Come? Tramite la bellezza certo, ma sarebbe troppo semplicistico, quindi proviamo ad aggiungere qualcosa a livello metodico, qualcosa che ci accompagna da diverso tempo a livello di teoria e storia della fotografia.
Il seno come possibilità di equiparazione tra gli indici presenti nella fotografia, per poi porre in essere una retrocessione da indice a traccia per un’ipotesi di de-animalizzazione dell’uomo. Un passo indietro da preciso segno con il suo significato populistico su un oggetto post industriale, da forma a informe, slegato dall’eros o viceversa dalla censura.
Riformulare concetti per far sì che la fotografia di nudo rimandi a se stessa.
Io ci ho provato, e, scusate l’espressione, non sono certo un santo o un uomo mosso da ambizioni angeliche, ma queste fotografie non mi trasmettono altro che un senso di profonda bellezza, slegato da ogni bieco impulso.
Qualcosa di surreale a tratti, dove chiedersi il senso è una perdita di tempo, un tempo prezioso da non sottrarre alla contemplazione.
Quanto l’arte ha a che fare con se stessi? In questo caso molto, diversamente dalle situazioni in cui il sedicente artista-operator ha il compito, autoimposto o commissionato, esclusivamente di stupire, senza non solo riuscirci, ma senza appagare e soddisfare se stesso.
Sembra impossibile in questo mondo offuscato dalla più o meno inconscia sessualità consumistica e dalla sensorialita’ riassunta nel tattile e nell’ azione carnale come massima esperienza, ma il seno effettivamente offre una possibilità.
Sembra paradossale, ma così è. Non a caso Max Ernst aveva dichiarato che La nudità della donna è più sapiente degli insegnamenti del filosofo.
Allora il senso più profondo di queste fotografie, che magari sfugge persino dall’intenzione autoriale, che si svincola anche dalla più remota idea per quel che riguarda il loro concepimento, è quello di ritrovare un dialogo con la corporeità umana e i suoi archetipi corporali, slegati da ogni altra idea.
Per l’umano, l’ ”Umano” che manca da troppo.
A proposito di tattile, proprio un “Umano” poi è diventato, tramite una scintilla d’alba sbocciata, lentamente e bellissima, una mattina al largo dei litorali della mente geniale di Philiph Roth, un seno.
Nell’omonimo racconto di Roth, il professor David Kepesh, trentotto anni, si ritrova metamorfizzato in un’enorme seno femminile da settanta chili.
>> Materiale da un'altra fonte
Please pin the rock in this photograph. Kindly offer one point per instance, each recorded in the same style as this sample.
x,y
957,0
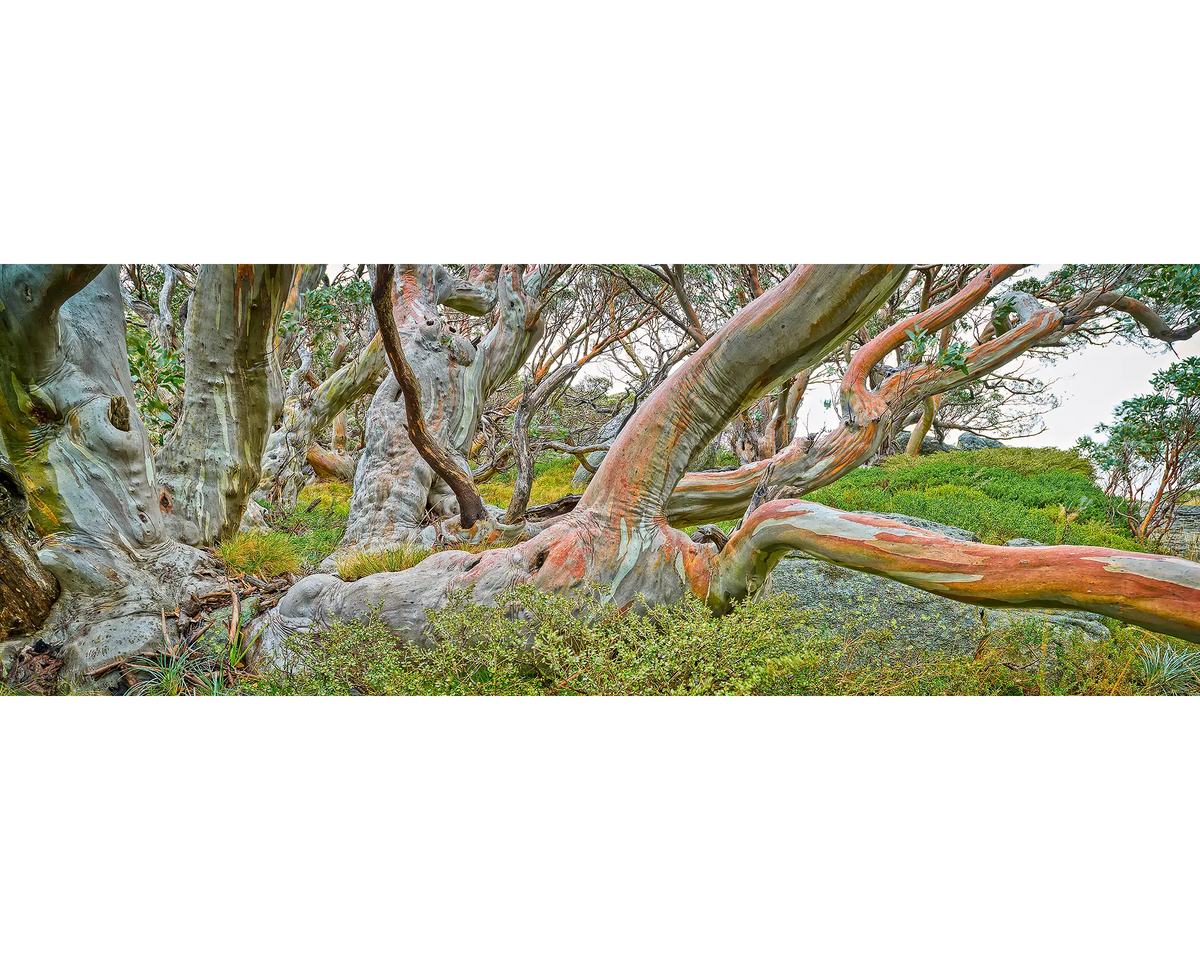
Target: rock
x,y
955,533
901,623
971,442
Egli si ritrova imprigionato in una gabbia di staticità, occasione per intraprendere un percorso volto alla conoscenza di sè, tramite angoscia, ansia e un labile confine tra pazzia e realtà che egli stesso vorrebbe scavalcare, propenso più a considerarsi pazzo, come chi , del resto, pensa non si possa dividere la sessualità dal seno, in cui il tatto è l’unica cosa che possa gratificare il Kepesh, ora non vedente tra l’altro, nella sua nuova forma, un tattile che si rivela più mentale che fisico, date le circostanze, ed è anche l’unico aspetto di “Nuova fisicità” tramite i sensi che gli restano, con cui può interagire, specialmente con la fidanzata Claire, gettando le fondamenta per una sorta di suo nuovo metodo percettivo.
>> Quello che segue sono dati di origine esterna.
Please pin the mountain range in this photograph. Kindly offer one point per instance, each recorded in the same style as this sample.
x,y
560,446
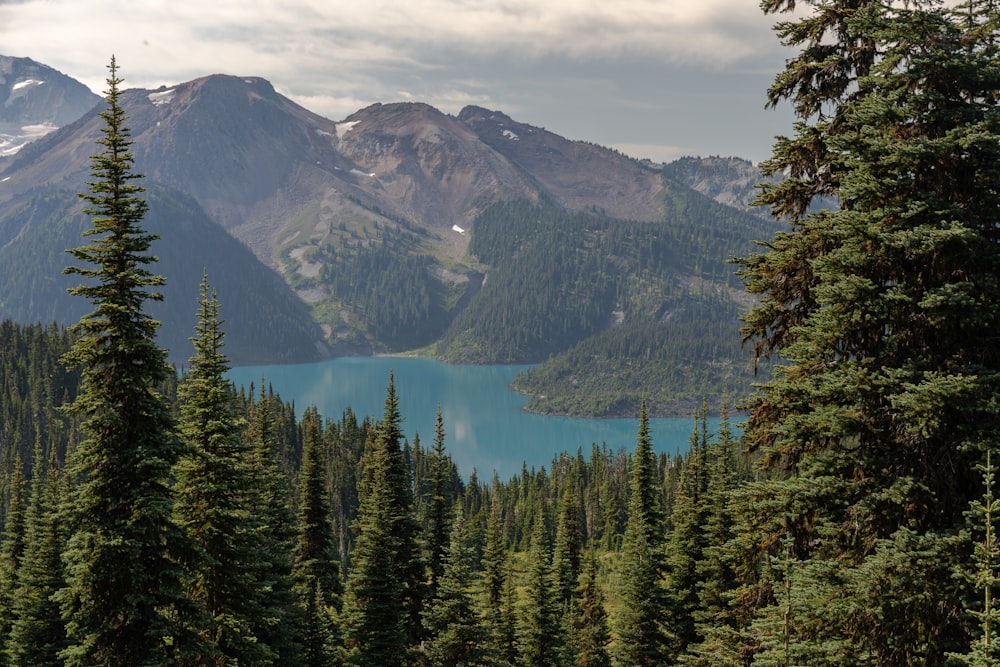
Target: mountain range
x,y
360,236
E’possibile che Kepesh, nella consapevole fantasia di Roth, si sia trasformato in un seno come se la sua nuova forma fosse l’insieme carnale di tutte le sinfonie inconsce regresse? Che i settanta chili di ghiandola mammaria fossero il peso di un percorso erotico indicibile che accompagna l’uomo fin dalla nascita? Tutto è possibile e la fotografia non è altro che una metamorfosi di un referente che si fa traccia particolare dalla quale scindere ed elaborare tutti i concetti, anche storicizzati, intorno a questa parte di nudità femminile. Non con il tatto in questo caso, ma con lo sguardo, inteso come ultimo approdo di un nuovo e intelligente percorso mentale.
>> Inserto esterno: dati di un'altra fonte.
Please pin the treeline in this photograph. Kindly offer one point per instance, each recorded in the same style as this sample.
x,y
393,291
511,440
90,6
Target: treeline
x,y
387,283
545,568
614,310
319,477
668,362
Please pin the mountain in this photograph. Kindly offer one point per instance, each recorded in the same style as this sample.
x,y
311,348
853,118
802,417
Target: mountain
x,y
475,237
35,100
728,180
Sarebbe il caso di appendere le scarpe al chiodo, questo sport di puntare e roteare stereotipi sul campo da gioco della“Mammella Hollywoodiana” ha stufato , penso, chiunque si ritenga un minimo intelligente e non succube di un bigottismo impertinente da un lato, e di una dittatura estetica e del desiderio dall’altro.
La fotografia aiuta sempre. La fotografia infatti non è altro che un seno.